WHAM BAM THANK YOU GLAM! Glam! The Performance of Style Tate Liverpool: Exhibition 8 February – 12 May 2013
Being a 70s kid my burgeoning and non hairy toes took their first dip into the world of culture right smack bang in the middle of what could arguably be termed the most flamboyant and colourful scene of the last century.GLAM. Whether born out of the Hippie movement ,Psychedelia, The Sexual Revolution or politically motivated, it had invited itself to the party and even if it’s name wasn’t on the list it was still coming in.
In the same vein the Tate Liverpool has thrown itself a party which in its own words attempts to ‘visually demonstrate the development of glam and it’s various manifestations in the UK and USA through cultural material from the period’
This was an exhibition I was really looking forward to and I have to admit I had certain expectations relating to my definition of Glam. A bit of Ziggy, Bolan, Ferry and anyone else on the bill at Top of the Pops during the early 70s. This was satisfied immediately upon entering the exhibit and viewing the Album cover mural displaying albums such as Diamond Dogs (Bowie), In the Court of the Krimson King (King Krimson), Stranded(Roxy Music), They only come out at night (Edgar Winters group) as well as many others.They were just the ones I recognised from my own collection. Apart from the few jackets on display alongside (in particular a leather Cherry & Ladybird Jacket from Alkasura, on the Kings Road,Chelsea.one of Marc Bolans favoured outlets at the time) there was a notable absence of Glam attire on display. I suspect this may well be felt by a lot of those who visit the exhibition only because I’m sure for a lot of us our experience of Glam were the clothes as well as the Music .I can still recall my then cultural mentor , my uncle Tom, a cool teenager with en vogue ginger shoulder length hair and an undying love for David Bowie tutoring me in the ways of musical righteousness. As our babysitter he introduced us to Space Oddity and not without egging me , my brother and my sisters to come up with a routine to perform alongside it.

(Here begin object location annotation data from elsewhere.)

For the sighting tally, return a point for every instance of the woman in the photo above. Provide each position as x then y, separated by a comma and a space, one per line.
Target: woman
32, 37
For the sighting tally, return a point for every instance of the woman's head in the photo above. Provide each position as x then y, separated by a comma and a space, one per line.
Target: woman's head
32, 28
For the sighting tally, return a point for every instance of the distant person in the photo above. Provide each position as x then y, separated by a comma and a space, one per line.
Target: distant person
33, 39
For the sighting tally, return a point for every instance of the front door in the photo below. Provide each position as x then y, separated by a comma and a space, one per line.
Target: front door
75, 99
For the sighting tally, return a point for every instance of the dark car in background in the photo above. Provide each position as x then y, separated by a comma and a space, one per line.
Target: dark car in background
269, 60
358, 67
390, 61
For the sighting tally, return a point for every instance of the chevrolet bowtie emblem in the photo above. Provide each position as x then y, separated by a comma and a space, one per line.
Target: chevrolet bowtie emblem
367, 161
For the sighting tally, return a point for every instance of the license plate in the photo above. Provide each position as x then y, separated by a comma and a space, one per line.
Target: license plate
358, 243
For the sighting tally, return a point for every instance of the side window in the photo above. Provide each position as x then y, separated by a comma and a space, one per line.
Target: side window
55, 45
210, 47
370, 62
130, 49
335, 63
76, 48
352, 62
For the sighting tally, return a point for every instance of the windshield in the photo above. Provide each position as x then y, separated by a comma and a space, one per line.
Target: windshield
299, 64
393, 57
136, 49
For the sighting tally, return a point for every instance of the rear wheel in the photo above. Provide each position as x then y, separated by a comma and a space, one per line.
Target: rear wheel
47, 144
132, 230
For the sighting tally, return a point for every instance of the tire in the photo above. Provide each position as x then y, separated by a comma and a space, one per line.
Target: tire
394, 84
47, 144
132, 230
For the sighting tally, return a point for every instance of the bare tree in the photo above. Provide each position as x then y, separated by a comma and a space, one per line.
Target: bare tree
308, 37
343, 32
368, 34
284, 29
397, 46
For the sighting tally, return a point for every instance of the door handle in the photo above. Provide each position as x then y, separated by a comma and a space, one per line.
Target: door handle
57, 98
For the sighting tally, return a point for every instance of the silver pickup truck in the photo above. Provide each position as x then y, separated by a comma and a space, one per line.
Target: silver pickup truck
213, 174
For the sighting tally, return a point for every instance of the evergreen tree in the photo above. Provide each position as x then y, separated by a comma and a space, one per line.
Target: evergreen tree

But to refer to it as I did earlier, the exhibition demonstrated glam as a scene and there is no scene without it’s people. Bearing this in mind the Performance of Style exhibition demonstrated not just that but excelled in it using popular Cultural Icons as its introduction before it identified themes and factions within in it .Themes which unapologetically address androgyny both pretentiously and without pretense. Works by David Hockney, Cindy Sherman, Andy Warhol, Allen Jones and Richard Hamilton exemplified this and a particular highlight was a painting by Franz Gertsch titled ‘At Luciano’s House’. I had to inspect it closely to believe it was a painting. Unfortunately due to not wanting to infringe on any copyright issues you will have to see the painting for yourself but by way of trying to make up for this I have devised a small collection from my own personal glam gallery and although I didn’t share the same flamboyant and slightly hedonistic message to the world I was a part of, I did do a fair bit of styling and profiling.
Whether you’re a music enthusiast or share an interest in examining the components that make up a popular cultural movement or like myself have part of your heart firmly stuck in the 70s theres every chance (like me again) you’ll leave the Tate Liverpool with a hankering for a 7 minute album track carrying a party Seven under your arm whistling the theme tune to ‘Man about the house.’
The exhibition continues until 12th May 2013.